Mayotte : le juge, les gendarmes et les indics
Le parquet de Mayotte et la gendarmerie tentent de freiner l’enquête d’un juge d’instruction mettant en cause des fonctionnaires pour « trafic de drogue ».
L’histoire est un éternel recommencement à Mayotte. Le juge d’instruction Hakim Karki qui, selon nos informations, s’apprêterait à mettre en examen la semaine prochaine des gendarmes pour « trafic de drogue », se heurte au parquet de Mayotte. Philippe Faisandier, le procureur de Mayotte, traînerait des pieds pour délivrer au magistrat instructeur un réquisitoire supplétif, sésame indispensable à l’élargissement de son enquête et condition préalable à la mise en cause des fonctionnaires.
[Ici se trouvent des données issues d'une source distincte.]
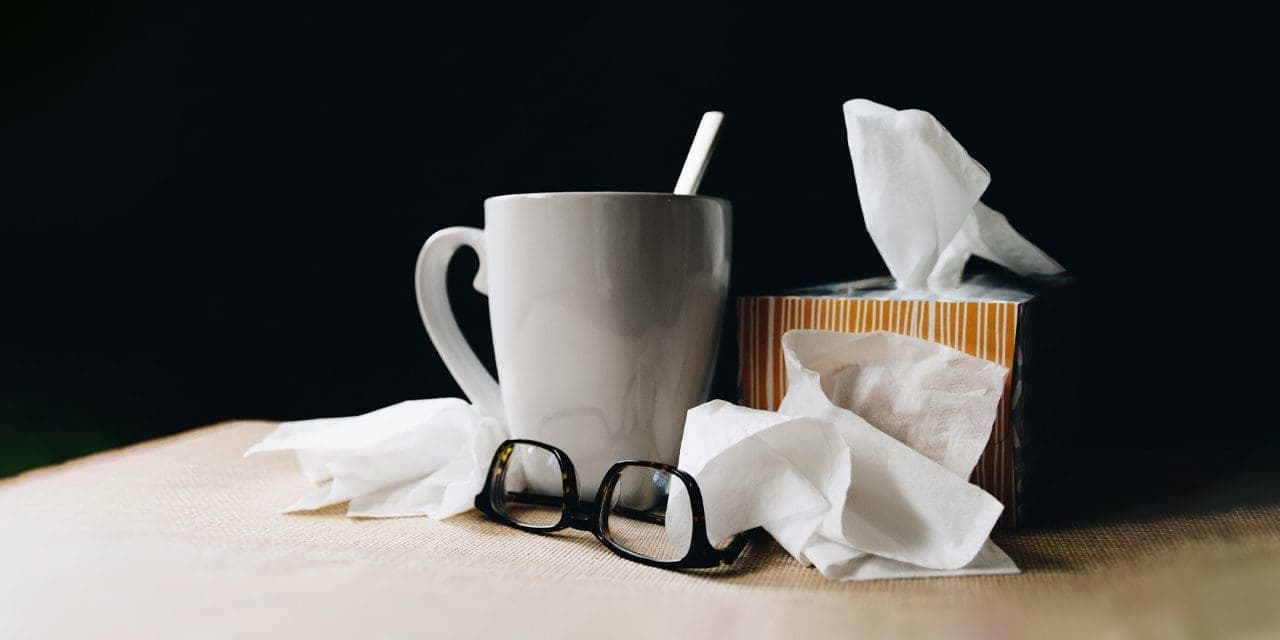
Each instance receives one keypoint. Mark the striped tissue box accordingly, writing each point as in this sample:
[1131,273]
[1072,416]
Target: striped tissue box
[1024,325]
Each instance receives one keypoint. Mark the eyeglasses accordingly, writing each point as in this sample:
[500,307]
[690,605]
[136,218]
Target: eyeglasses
[647,512]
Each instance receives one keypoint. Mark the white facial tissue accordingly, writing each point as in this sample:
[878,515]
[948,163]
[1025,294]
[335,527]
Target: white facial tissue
[858,499]
[919,192]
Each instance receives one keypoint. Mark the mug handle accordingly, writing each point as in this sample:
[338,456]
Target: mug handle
[433,302]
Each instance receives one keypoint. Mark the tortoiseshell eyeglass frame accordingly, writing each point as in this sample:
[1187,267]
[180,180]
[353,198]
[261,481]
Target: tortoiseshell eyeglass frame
[594,517]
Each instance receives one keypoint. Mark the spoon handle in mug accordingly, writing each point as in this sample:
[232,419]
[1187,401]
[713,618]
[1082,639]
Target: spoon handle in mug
[433,302]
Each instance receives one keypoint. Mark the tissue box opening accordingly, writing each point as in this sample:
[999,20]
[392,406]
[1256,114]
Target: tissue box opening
[1028,325]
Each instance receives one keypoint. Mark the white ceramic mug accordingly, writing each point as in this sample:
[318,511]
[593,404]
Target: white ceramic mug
[606,311]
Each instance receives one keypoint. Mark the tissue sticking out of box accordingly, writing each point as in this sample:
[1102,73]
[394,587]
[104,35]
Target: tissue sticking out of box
[919,192]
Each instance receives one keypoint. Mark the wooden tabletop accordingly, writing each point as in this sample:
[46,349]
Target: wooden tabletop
[182,538]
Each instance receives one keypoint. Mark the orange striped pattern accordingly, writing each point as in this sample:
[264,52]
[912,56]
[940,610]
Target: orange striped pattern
[982,329]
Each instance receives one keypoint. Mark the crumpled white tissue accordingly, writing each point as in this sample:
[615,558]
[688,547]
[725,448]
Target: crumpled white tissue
[919,192]
[425,457]
[863,470]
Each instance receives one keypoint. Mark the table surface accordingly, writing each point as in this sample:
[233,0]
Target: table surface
[182,536]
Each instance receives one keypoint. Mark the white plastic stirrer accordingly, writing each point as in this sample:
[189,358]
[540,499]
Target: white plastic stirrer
[699,154]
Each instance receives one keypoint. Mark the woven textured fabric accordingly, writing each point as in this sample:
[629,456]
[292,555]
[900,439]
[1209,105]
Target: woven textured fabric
[182,538]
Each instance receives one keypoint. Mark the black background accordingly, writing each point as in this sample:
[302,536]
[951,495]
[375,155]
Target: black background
[211,211]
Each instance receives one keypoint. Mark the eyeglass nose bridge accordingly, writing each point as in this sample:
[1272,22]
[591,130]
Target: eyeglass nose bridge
[583,517]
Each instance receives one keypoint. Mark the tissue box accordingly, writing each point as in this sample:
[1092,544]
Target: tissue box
[1028,325]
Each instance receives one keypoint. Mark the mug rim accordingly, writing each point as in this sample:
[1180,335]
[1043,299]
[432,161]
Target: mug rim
[594,193]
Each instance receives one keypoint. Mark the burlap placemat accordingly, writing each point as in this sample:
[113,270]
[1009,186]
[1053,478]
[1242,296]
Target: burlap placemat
[183,536]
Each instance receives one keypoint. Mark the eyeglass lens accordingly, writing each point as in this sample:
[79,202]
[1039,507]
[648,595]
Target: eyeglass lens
[531,490]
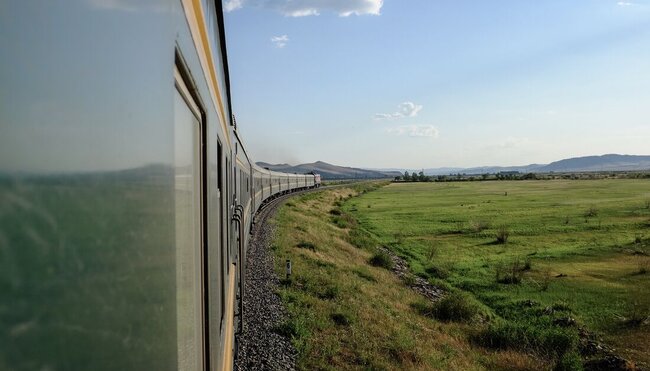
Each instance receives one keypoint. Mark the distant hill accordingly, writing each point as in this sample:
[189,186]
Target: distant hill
[329,171]
[610,162]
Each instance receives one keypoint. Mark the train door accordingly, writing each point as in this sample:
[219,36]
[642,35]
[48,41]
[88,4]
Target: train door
[222,260]
[190,215]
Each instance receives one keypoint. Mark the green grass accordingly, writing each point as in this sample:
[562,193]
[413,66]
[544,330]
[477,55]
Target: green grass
[581,243]
[346,313]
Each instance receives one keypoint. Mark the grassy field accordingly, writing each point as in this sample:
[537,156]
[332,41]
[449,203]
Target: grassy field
[537,254]
[346,311]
Le juge chargé au départ d’enquêter sur le décès de Roukia, une lycéenne de 18 ans morte par overdose, soupçonne aujourd’hui certains gendarmes d’avoir organisé sur l’île une partie du trafic de stupéfiants dont serait issue l’héroïne fatale à la jeune fille. Des fonctionnaires qui appartiennent tous au groupement d’intervention régional (GIR), une structure créée dans l’île en 2008 pour lutter contre les trafics en tous genres et regroupant policiers, douaniers, agents fiscaux et gendarmes.
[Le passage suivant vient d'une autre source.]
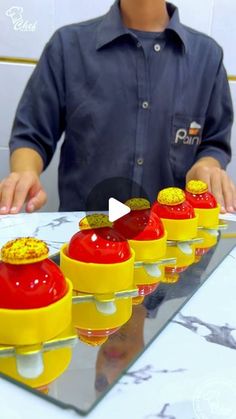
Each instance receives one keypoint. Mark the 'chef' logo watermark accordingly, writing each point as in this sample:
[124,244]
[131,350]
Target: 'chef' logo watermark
[215,398]
[15,13]
[189,136]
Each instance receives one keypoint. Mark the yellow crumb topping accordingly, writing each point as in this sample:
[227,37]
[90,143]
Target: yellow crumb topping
[136,204]
[196,186]
[171,196]
[24,250]
[94,221]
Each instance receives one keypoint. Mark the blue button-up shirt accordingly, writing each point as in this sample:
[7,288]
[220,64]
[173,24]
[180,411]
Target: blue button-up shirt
[123,113]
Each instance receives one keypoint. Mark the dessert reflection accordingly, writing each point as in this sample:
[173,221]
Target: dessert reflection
[120,349]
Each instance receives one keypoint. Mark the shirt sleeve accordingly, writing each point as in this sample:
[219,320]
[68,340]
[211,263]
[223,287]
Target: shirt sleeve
[40,116]
[219,120]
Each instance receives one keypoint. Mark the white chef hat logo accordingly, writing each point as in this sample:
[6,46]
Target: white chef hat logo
[15,13]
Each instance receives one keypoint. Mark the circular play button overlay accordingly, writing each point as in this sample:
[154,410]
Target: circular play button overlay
[125,203]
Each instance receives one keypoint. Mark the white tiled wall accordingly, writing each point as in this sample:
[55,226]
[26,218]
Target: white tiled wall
[26,25]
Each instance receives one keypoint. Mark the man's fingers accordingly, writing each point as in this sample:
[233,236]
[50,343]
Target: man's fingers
[218,186]
[22,189]
[7,190]
[19,188]
[37,201]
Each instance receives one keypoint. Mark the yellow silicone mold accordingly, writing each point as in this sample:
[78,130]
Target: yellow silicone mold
[96,278]
[149,250]
[55,363]
[209,217]
[182,259]
[32,326]
[86,316]
[181,229]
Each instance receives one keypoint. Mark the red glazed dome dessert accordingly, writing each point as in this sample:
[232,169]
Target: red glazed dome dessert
[176,213]
[204,203]
[198,196]
[35,298]
[147,236]
[27,278]
[140,224]
[171,203]
[100,263]
[98,242]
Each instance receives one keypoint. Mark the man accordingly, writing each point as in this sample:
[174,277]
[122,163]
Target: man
[138,95]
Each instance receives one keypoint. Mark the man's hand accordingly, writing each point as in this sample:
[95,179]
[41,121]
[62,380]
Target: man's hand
[21,188]
[219,183]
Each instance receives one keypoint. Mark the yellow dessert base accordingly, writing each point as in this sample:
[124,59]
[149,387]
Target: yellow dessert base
[55,363]
[208,240]
[182,259]
[97,278]
[34,326]
[86,316]
[181,229]
[208,218]
[149,250]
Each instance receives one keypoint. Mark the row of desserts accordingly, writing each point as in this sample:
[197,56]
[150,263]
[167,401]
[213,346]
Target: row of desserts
[109,267]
Le procureur de Mayotte vient de renvoyer le juge Karki à sa copie en lui demandant de motiver plus précisément sa demande. Ce qui laisse présager la décision du procureur.
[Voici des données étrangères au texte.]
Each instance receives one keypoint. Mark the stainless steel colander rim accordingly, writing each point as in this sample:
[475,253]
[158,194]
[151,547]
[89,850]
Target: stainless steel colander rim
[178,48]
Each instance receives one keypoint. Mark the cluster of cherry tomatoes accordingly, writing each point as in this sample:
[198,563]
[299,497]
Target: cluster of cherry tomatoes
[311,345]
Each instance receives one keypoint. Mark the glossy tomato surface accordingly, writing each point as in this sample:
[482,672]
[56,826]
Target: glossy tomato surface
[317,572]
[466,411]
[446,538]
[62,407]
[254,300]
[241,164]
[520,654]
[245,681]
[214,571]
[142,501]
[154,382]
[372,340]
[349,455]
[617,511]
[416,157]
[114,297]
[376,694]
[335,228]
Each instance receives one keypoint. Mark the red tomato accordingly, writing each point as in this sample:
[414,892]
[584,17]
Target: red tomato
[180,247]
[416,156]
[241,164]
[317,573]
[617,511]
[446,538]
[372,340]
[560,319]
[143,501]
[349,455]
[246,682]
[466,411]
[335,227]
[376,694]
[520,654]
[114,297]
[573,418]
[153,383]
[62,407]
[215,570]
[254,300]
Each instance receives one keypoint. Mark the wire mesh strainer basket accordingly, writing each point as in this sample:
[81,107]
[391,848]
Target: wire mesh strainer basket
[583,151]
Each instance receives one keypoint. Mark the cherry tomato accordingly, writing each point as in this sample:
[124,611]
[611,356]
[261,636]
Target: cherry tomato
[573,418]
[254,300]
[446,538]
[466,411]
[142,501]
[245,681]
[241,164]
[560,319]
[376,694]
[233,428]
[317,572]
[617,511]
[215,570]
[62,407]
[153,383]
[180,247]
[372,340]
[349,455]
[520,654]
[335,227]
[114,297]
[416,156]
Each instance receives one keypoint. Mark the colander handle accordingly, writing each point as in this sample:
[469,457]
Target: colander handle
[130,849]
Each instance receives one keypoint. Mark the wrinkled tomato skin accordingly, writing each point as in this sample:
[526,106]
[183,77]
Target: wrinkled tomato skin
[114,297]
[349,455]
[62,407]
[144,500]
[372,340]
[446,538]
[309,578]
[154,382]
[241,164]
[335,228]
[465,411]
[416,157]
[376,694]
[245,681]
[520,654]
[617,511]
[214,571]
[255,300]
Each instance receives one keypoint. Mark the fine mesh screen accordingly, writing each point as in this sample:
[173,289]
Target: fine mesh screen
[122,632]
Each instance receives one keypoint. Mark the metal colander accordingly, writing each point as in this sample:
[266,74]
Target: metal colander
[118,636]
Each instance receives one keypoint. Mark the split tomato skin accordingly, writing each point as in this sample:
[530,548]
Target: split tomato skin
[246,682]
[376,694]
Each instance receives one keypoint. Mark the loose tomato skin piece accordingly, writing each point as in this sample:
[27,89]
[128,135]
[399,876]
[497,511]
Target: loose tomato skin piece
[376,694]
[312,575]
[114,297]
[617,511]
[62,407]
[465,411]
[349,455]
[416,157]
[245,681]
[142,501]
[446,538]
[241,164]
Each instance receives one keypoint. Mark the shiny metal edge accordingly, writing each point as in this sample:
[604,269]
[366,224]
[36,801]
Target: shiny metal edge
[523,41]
Interventions de la gendarmerie
Déjà en août dernier, une guéguerre avait opposé le magistrat instructeur au procureur ainsi qu’à la direction générale de la gendarmerie nationale. Le parquet général avait demandé le dépaysement du dossier, mais s’était fait retoquer par la Cour de cassation. À l’époque, les avocats du dossier — partie civile comme défense à l’exception de ceux du GIR — avaient publiquement soutenu Hakim Karki. Auparavant, le procureur de Mayotte avait refusé au magistrat instructeur l’élargissement de son enquête au trafic de stupéfiants, tout en lui demandant d’extraire notamment du dossier des écoutes compromettantes entre un maréchal des logis et son indic. Ce que refusait le juge, considérant que ces éléments participaient à la manifestation de la vérité.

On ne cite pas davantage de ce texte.